Los viernes Iker lleva dos mochilas, la del colegio y la de quedarse a dormir en casa de su papá. Para Iker el viernes es un día con mucho significado, es la noche de caballeros en casa de su papá, en su casa favorita, como dice él. Mientras, yo me tambaleo entre el orgullo de la independencia de mi hijo, la felicidad de unas horas  libres, de un tiempo para mi vida, y el corazón arrugado porque mi hijo cargue con sus dos mochilas.

Dos mochilas  porque su hogar está divido en dos espacios geográficos totalmente diferentes, con reglas diferentes, con horarios diferentes, con alimentación diferente.

A los 2 años Iker me dijo un día que quería irse a dormir con su papá aún era amamantado y yo sentía en mi ego que él no podía vivir sin mí porque fue y es un niño colechado, amamantado a demanda, cargado, kangureado. Cuánta razón tenía Bowlby y su teoría del apego seguro: mientras más apego y seguridad de bebés, más independencia de grandes.

Ese día y desde entonces, me despido de Iker cada viernes en la mañana al dejarlo en el colegio y lo veo nuevamente los sábados. Al llegar a casa no escucho el grito: mamiiiii!!! Ni tengo su abrazo. Prendo la tv y casi siempre está Peppa, a veces me descubro viendo el capítulo completo, como si Iker estuviera. Me río de mi misma, cambio la tv y digo, una noche libre, la mereces, la necesitas. Otras noches salgo de casa, me permito unos vinos o una película. Me quito la careta de mamá y me pongo la de mujer joven y soltera.

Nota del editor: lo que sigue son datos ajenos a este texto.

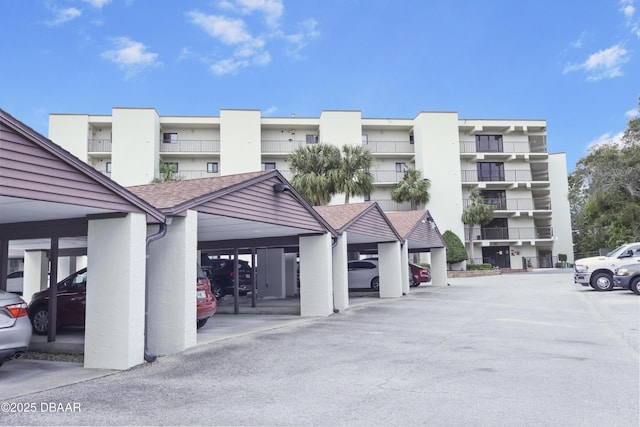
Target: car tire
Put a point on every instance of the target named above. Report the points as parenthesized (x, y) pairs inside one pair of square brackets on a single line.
[(375, 283), (40, 321), (217, 291), (602, 282)]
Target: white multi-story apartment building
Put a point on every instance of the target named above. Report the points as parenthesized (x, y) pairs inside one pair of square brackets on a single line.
[(506, 160)]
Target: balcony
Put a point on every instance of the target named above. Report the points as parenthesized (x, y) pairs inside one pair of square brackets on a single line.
[(389, 147), (99, 146), (521, 204), (191, 146), (509, 233)]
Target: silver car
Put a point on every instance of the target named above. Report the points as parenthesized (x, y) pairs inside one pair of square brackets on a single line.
[(15, 327)]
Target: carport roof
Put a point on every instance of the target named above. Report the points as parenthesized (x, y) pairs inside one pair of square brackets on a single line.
[(418, 228), (245, 210), (364, 222)]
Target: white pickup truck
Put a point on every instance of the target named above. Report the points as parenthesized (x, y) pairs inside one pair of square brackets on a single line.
[(597, 272)]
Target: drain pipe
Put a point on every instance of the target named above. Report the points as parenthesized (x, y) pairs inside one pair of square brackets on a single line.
[(148, 357)]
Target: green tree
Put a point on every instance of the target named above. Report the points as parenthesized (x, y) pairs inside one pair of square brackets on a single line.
[(477, 213), (604, 193), (353, 177), (413, 188), (455, 248), (316, 172)]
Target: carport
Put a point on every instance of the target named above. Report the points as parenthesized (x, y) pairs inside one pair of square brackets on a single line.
[(364, 228), (234, 214), (53, 204), (420, 233)]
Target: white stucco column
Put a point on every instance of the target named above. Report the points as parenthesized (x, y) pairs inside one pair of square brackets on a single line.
[(390, 270), (316, 294), (340, 274), (114, 331), (404, 267), (171, 317), (36, 267), (439, 266)]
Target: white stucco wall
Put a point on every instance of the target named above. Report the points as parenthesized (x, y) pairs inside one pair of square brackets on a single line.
[(240, 150), (135, 152)]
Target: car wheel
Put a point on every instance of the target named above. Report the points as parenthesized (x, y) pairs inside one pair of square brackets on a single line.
[(602, 282), (40, 321), (217, 291), (375, 283)]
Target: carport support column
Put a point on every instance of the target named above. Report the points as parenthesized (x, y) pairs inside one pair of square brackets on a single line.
[(390, 270), (316, 294), (114, 332), (172, 281), (438, 266), (340, 274), (404, 265)]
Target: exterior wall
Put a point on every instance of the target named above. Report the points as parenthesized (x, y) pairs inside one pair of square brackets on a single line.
[(437, 155), (70, 131), (136, 133), (241, 152), (561, 219), (114, 326)]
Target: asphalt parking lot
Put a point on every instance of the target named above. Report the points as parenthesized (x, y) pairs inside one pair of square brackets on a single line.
[(519, 349)]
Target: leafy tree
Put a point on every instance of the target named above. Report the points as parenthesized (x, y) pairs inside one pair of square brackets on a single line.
[(477, 213), (316, 172), (353, 177), (413, 188), (604, 193), (455, 248)]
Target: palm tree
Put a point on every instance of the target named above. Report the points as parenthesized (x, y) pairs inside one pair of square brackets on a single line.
[(413, 188), (476, 213), (315, 169), (354, 178)]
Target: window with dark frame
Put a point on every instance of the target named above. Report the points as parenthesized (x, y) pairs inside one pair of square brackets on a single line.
[(212, 167), (170, 138)]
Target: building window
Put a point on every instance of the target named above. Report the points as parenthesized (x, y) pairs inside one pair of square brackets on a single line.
[(490, 171), (170, 138), (212, 167), (489, 144)]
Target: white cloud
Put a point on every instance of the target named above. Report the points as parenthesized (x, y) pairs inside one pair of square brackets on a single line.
[(64, 15), (97, 3), (606, 63), (131, 56)]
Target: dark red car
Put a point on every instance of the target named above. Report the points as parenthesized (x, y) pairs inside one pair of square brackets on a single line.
[(418, 275), (72, 301)]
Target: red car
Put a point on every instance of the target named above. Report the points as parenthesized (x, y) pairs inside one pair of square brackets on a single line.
[(419, 275), (72, 300)]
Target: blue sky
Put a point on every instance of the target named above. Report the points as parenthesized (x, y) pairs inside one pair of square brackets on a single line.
[(575, 64)]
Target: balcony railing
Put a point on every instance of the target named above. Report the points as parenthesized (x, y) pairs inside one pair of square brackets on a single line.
[(99, 146), (504, 147), (191, 146), (281, 145), (508, 233), (403, 147), (522, 204), (507, 175)]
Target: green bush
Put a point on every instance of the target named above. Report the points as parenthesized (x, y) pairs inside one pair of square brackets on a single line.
[(478, 267)]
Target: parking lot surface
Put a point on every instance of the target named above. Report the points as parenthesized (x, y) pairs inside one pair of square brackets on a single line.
[(518, 349)]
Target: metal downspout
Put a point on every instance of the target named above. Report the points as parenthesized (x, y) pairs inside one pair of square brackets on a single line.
[(148, 357)]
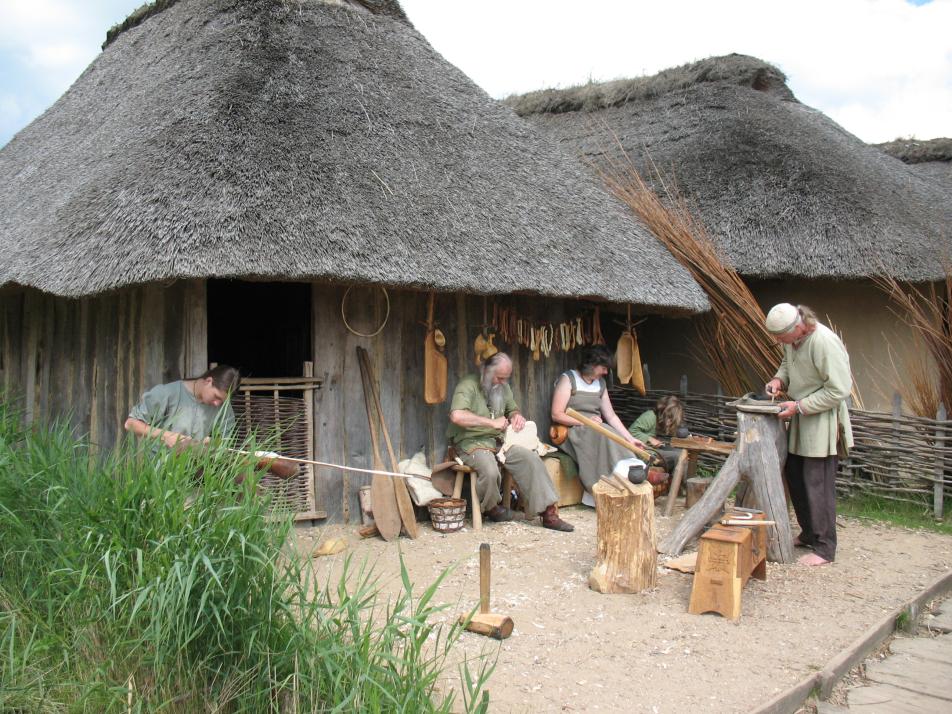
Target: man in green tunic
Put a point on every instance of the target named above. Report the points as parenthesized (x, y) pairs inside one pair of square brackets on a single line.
[(187, 410), (815, 373), (481, 409)]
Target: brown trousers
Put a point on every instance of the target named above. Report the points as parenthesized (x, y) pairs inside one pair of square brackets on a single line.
[(812, 482)]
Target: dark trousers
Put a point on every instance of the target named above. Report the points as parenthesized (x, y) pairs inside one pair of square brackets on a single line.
[(812, 483)]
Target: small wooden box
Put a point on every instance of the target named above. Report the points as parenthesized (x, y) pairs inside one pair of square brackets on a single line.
[(727, 557), (569, 489)]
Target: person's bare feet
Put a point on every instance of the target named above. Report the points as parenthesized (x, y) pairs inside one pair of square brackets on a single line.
[(812, 559)]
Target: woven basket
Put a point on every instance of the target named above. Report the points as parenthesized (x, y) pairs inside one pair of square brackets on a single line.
[(447, 514)]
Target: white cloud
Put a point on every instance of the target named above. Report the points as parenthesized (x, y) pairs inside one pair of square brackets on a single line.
[(860, 61)]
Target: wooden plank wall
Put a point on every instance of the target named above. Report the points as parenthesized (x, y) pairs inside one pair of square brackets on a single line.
[(90, 360), (342, 435)]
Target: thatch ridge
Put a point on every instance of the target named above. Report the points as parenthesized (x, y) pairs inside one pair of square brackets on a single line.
[(782, 189), (307, 141), (742, 70), (149, 9), (918, 151)]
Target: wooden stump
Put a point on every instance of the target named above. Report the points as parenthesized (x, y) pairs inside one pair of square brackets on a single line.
[(696, 487), (627, 559), (758, 459)]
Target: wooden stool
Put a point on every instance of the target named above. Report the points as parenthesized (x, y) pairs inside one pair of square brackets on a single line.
[(727, 557), (461, 472)]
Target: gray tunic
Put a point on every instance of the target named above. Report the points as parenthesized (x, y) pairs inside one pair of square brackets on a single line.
[(595, 455), (172, 407)]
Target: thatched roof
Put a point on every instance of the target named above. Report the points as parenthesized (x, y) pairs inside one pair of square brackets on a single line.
[(296, 140), (930, 158), (783, 189)]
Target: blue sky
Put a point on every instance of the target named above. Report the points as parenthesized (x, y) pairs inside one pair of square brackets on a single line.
[(881, 68)]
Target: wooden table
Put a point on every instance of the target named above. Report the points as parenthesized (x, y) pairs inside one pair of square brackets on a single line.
[(693, 447)]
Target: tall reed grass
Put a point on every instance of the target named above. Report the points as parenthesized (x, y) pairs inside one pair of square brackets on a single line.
[(128, 584)]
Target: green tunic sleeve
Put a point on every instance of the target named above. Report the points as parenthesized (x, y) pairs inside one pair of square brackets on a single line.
[(645, 426)]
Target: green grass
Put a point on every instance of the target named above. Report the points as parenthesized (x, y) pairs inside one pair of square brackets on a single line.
[(129, 585), (897, 513)]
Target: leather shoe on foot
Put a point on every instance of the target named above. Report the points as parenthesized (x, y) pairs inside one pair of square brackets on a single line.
[(498, 514)]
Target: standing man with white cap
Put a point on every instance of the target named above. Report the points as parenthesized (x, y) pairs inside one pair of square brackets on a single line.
[(815, 373)]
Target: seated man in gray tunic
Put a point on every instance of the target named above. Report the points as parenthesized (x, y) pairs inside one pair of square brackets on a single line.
[(481, 409), (189, 410)]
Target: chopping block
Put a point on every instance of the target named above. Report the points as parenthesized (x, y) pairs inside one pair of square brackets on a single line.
[(728, 556)]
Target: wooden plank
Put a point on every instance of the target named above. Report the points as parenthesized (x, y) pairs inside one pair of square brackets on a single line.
[(914, 674), (888, 699), (936, 649), (330, 445)]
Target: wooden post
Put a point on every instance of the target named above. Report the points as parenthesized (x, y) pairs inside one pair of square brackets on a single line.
[(695, 489), (627, 560), (759, 457), (938, 488)]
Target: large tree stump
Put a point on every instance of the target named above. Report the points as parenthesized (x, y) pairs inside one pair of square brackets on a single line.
[(627, 560), (758, 459)]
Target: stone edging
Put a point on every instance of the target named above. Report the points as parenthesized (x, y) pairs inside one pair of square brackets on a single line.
[(823, 682)]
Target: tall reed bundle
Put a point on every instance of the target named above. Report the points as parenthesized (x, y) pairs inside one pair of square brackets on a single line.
[(741, 354), (929, 313)]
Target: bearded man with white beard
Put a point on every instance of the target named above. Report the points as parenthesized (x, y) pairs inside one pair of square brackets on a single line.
[(481, 410)]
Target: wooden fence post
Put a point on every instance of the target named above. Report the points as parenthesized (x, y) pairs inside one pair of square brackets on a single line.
[(938, 488)]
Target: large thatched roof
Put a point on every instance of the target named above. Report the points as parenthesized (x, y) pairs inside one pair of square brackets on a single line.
[(300, 139), (783, 189), (930, 158)]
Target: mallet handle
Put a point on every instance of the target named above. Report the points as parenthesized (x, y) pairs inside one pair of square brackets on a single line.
[(484, 571)]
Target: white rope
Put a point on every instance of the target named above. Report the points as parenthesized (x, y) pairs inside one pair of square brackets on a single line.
[(347, 324), (270, 455)]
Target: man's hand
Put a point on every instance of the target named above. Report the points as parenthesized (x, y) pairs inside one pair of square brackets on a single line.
[(787, 410), (173, 439), (774, 387), (500, 423)]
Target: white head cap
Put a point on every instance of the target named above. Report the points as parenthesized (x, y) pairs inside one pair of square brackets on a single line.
[(782, 318)]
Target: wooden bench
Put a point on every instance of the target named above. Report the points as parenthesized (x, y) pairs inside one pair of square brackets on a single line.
[(728, 556)]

A eso de las 9:00 pm suelo llamarle para desearle buenas noches y preguntarle cómo está. Siempre está feliz, realmente disfruta los viernes.

Al levantarse cada viernes me pregunta en una especie de trivia:

I-¿mamá que día es hoy?

E- Viernes, hijo

I-Correcto mamá, viernes de ir a casa de papá

Yo sonrio en su inocencia y me fundo en su felicidad para no contaminarla con mi prejuicio sobre los viernes de las dos mochilas.